Life since college has gone by FAST. I can not believe that I have now been in the "real world" for a year and a half. When I was in middle school, I counted down the days until I was in high school. When I was in high school, I dreamed of being in college. Now that I have started my career, what next?
I am 23 years old and I look back on my life and think...have I lived every day like it was my last. Have I loved enough, have I served enough, and have I truly experienced life to the fullest.
It reminds me of one of my favorite Bible verses of all times, it is John 10:10 "The thief comes only to steal and kill and destroy; I have come that they may have life, and have it to the full."
As time flies by me, I can't help but examine my life and ask....am I living the life Christ died for me to live, or am I allowing Satan to steal precious moments that I will never get back. Am I consuming my days with things that matter to God, or am I wasting my life on things that in the end will not matter.
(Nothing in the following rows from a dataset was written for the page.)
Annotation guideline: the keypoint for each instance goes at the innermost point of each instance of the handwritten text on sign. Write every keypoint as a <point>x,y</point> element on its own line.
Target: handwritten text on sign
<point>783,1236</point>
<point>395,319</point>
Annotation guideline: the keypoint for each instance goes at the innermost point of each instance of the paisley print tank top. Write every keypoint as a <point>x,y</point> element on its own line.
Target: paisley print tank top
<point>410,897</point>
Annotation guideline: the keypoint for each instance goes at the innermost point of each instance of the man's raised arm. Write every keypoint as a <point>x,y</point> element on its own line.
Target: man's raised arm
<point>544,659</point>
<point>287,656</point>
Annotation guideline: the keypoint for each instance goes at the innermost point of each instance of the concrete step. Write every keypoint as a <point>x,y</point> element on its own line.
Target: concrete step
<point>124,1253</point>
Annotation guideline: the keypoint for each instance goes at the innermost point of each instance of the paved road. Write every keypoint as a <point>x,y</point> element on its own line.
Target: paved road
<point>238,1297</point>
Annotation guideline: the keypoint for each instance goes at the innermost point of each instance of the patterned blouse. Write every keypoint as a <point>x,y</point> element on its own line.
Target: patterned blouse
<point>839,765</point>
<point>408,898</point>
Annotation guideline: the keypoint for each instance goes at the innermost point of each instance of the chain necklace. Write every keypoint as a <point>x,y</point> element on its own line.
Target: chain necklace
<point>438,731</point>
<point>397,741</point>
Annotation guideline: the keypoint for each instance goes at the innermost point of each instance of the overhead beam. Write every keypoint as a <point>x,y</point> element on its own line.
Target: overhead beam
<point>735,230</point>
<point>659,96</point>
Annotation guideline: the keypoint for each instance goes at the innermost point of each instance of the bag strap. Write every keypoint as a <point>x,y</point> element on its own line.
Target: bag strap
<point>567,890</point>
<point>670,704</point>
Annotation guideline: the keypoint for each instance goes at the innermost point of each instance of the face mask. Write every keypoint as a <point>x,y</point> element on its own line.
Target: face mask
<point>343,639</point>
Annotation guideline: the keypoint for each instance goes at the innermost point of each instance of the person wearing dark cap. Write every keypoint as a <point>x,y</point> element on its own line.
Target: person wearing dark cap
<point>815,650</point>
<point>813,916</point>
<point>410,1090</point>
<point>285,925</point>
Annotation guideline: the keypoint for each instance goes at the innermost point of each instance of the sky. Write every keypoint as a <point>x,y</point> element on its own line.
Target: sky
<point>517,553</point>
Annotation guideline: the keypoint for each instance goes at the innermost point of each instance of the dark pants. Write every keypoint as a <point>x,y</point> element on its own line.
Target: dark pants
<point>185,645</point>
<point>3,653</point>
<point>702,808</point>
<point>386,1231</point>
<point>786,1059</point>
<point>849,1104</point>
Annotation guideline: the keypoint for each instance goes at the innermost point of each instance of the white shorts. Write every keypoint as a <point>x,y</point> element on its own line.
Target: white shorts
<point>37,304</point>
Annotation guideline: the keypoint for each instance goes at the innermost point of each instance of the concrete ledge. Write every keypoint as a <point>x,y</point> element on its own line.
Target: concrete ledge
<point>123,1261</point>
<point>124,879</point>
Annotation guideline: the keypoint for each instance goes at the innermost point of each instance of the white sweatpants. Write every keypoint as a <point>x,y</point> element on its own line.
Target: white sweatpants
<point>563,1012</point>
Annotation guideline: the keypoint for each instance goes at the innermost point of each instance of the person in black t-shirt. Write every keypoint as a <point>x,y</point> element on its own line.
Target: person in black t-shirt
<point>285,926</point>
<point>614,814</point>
I look back on moments where I have felt the most alive, moments where I had a glimpse of the life that Christ desires me to live. All of these moments are times where I have given when I didn't think it was possible, where I dreamed something that went against what the world was saying, and when I stepped out in faith and saw God work miracles.
I want more of these times. I want to go to bed each night knowing that at the end of the day, I did everything I could for the Kingdom of God. I want to spend more time on my knees in prayer and less time worrying about what tomorrow brings. Life is precious and sweet. I want to make it count!